Materials and Methods:
Randomized controlled trial of medical students (N = 32), as novices to MAS. The participants performed two construct validated tasks on a thoracoscopic simulator and were then randomly allocated into four intervention groups: (1) three consultant-led sessions on a thoracoscopic simulator; (2) three self-directed learning sessions on the same simulator; (3) self-directed “virtual training” on the “SimuSurg” application; and (4) control. Postintervention participants repeated both tasks. Videos of all task attempts were de-identified and marked by a blinded consultant pediatric surgeon.
Results:
There were no statistically significant differences in baseline objective structured assessment of technical skills (OSATS) scores or demographics in any group. For the “ring transfer” task, Groups 1 and 2 showed significant improvement after intervention, with no significant change in Groups 3 or 4. There was no significant difference between Groups 1 or 2 in postintervention scores. For the “needle pass” task, no group demonstrated a statistically significant improvement after intervention.
Conclusion:
Practice on a physical simulator either consultant-led or self-directed led to improved scores for MAS novices compared with a virtual simulator or no intervention for a simple “ring transfer” task. This suggests that time on the physical simulator was the most important factor and implies that trainees could usefully practice simple tasks at their convenience rather than require consultant supervision. This improvement is not seen in more challenging tasks such as the “needle pass.”
Introduction
The rapid technological advances in three-dimensional (3D) printing and computing are enabling surgical simulators, both physical and virtual, to be developed. These include simulators of pediatric surgical procedures, particularly for minimal access surgery (MAS). A simulator offers obvious advantages to the established apprentice model of operative training, including greater patient safety, more time dedicated to learning (in particular, the complex visuospatial and psychomotor skills required for MAS), and a lower stress level for the novice while still retaining a relatively realistic learning environment. It is critically important to ensure that simulators are fit for purpose and attain validity. For example, construct validity ensures that the task can successfully distinguish between novices and experts and provides confirmation that it is testing a clinically relevant skill set. Establishing construct validity for these simulators helps to define their role in upskilling surgical trainees and preparing them for surgical training programs.
The primary simulator used in this study was a 3D printed thoracoscopic simulator developed to simulate repair of esophageal atresia/tracheoesophageal fistula (EA/TEF) in a neonate. 1 This study builds on previous work on this 3D printed thoracoscopy model that established two construct validated tasks (presented at BAPS Congress 2019). A smartphone application developed by Cmee4 Productions and accredited to the Royal Australasian College of Surgeons (RACS) called “SimuSurg,” a simple virtual simulator for MAS skills that was chosen for its ease of access and ease of use, was also included for comparison. 2 This study looks at the efficacy of these two simulators in improving the MAS skills of novices, by using three different approaches. Two focus on the physical simulator, a consultant-led approach (more typical of the classical apprenticeship model) and a self-directed learning model. The other assesses the efficacy of virtual simulation on the “SimuSurg” application. The potential advantages and disadvantages of each training approach are summarized in Table 1.

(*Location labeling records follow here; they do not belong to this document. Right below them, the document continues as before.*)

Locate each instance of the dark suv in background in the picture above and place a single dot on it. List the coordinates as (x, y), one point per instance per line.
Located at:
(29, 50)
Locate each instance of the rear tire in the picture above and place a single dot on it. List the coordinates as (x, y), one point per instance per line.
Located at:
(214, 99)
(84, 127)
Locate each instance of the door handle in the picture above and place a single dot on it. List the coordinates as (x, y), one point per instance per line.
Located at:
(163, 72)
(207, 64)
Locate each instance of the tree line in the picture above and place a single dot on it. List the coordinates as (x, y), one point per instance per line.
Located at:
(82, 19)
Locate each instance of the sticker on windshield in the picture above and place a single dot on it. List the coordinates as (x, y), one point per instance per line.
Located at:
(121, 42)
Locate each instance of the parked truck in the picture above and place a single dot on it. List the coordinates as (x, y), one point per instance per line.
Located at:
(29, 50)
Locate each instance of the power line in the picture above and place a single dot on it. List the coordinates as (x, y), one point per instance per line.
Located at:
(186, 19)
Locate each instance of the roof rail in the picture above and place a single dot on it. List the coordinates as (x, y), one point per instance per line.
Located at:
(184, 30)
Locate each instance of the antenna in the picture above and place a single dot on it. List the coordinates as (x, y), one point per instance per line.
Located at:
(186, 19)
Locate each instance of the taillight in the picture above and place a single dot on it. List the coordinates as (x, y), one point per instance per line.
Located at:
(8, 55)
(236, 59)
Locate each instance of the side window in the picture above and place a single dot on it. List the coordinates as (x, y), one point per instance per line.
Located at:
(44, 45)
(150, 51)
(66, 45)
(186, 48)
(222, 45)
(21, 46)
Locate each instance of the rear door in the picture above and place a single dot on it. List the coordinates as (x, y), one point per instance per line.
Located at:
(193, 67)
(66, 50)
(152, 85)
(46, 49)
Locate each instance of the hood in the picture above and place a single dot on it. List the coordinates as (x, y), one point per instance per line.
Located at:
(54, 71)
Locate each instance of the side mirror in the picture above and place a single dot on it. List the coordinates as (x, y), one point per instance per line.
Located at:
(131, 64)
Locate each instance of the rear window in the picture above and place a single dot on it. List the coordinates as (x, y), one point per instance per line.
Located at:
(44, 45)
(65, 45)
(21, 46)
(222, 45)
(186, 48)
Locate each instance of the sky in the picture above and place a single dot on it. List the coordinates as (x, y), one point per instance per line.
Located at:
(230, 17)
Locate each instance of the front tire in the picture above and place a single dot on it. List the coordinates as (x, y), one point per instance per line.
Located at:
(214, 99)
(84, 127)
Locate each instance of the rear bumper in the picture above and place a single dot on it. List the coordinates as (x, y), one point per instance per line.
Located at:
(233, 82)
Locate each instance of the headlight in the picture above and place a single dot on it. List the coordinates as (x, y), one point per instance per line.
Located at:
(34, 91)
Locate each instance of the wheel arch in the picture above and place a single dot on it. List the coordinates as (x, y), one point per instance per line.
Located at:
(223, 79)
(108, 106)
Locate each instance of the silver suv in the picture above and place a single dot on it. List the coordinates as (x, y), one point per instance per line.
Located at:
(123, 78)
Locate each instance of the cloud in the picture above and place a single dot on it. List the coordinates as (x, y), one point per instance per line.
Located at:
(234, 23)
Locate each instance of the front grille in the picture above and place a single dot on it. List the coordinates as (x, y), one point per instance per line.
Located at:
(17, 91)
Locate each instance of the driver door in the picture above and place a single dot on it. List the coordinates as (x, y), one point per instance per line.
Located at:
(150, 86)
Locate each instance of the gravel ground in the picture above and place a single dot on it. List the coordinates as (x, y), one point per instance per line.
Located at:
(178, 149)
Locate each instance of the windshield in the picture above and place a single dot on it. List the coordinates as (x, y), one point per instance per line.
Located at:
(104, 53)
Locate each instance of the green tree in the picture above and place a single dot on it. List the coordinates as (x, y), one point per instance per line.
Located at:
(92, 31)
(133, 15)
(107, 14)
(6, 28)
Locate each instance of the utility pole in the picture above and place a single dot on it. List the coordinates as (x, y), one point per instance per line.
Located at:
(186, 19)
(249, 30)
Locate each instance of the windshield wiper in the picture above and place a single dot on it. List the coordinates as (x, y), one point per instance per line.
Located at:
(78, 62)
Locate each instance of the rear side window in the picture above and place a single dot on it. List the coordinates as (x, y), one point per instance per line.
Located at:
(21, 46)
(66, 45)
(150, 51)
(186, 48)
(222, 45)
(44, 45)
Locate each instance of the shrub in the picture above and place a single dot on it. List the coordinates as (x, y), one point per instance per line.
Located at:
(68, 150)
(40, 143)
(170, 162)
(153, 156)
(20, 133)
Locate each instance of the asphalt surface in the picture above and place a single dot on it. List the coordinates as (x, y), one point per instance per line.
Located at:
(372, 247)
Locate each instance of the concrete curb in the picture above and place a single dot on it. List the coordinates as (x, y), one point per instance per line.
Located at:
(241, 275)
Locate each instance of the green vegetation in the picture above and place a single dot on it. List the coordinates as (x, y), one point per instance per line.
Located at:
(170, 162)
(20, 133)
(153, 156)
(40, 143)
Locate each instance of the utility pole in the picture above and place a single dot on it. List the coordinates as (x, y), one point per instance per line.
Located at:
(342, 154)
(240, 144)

Comparison of Different Simulation Training Approaches
MAS, minimal access surgery.
The hypothesis was that the consultant-led approach would lead to superior improvement in trainees' skills, but the magnitude of its superiority would influence which of the approaches would be more suitable for incorporation into surgical training.
Materials and Methods
This was a randomized controlled trial (RCT) conducted between May and June 2019. Initial ethical approval was granted by the University of Otago (D18/008) as a flow-on of the previous affiliated project. 1 Novices to MAS, defined as having never participated in any formal surgical training outside of interest workshops attended during medical school, were recruited from the medical student body of the Christchurch School of Medicine of the University of Otago. Before entering the study, students were given a participant information sheet and signed consent forms. Thirty-two students participated in the testing and training (twelve 4th-year students, eleven 5th-year students, and nine 6th-year students).
The locally developed 3D printed thoracoscopic simulator was used, along with 3 mm MAS instruments (Maryland forceps, needle holder). The simulator consisted of a synthetic model of a neonate's thorax, including 3D printed plastic ribcage, silicon skin, and two 3D printed inserts for MAS tasks. 1 “SimuSurg” has been developed by Cmee4 Productions for the RACS as an engaging, interactive way to introduce MAS to novices, in the form of a smartphone application. Trainees advance through the four levels of the training application, familiarizing themselves with MAS instruments and learning about the different axes of movement and movement scaling, with increasingly challenging MAS tasks. 2
Two tasks that have previously achieved construct validity on the EA/TEF simulator were defined in writing, and consultant-performed video exemplars of the tasks were obtained for participants to view. The first task, called the “ring transfer,” involved using the Marylands to move a ring between two pegs inside the model, first from peg to peg, then passing the ring between each Marylands before placing it on the next peg. The second task, and the more difficult of the two, called the “needle pass,” had a different set up with two adjacent loops inside the model. It involved mounting a needle on the needle holder, passing it under one loop to the Marylands, mounting it a second time, then passing it under a second loop to the Marylands 1 (Fig. 1).
Camera images from both tasks: ring transfer
Both tasks have previously attained construct validity in distinguishing novice MAS surgeons from intermediate and expert surgeons. In addition, both tasks achieved good inter-rater reliability meaning that a single assessor could be entrusted to mark the tasks using a modified objective structured assessment of technical skills (OSATS). 1
Each of the participants attended a 20-minute baseline session where they had 5 minutes to familiarize themselves with the MAS instruments and the thoracoscopic simulator. Then, for each task, the participants were shown the same short, written description of the task followed by watching a consultant-performed exemplar video of the task. They then had one videoed attempt for each task, with the recording finishing at completion of the task or at the participant's request.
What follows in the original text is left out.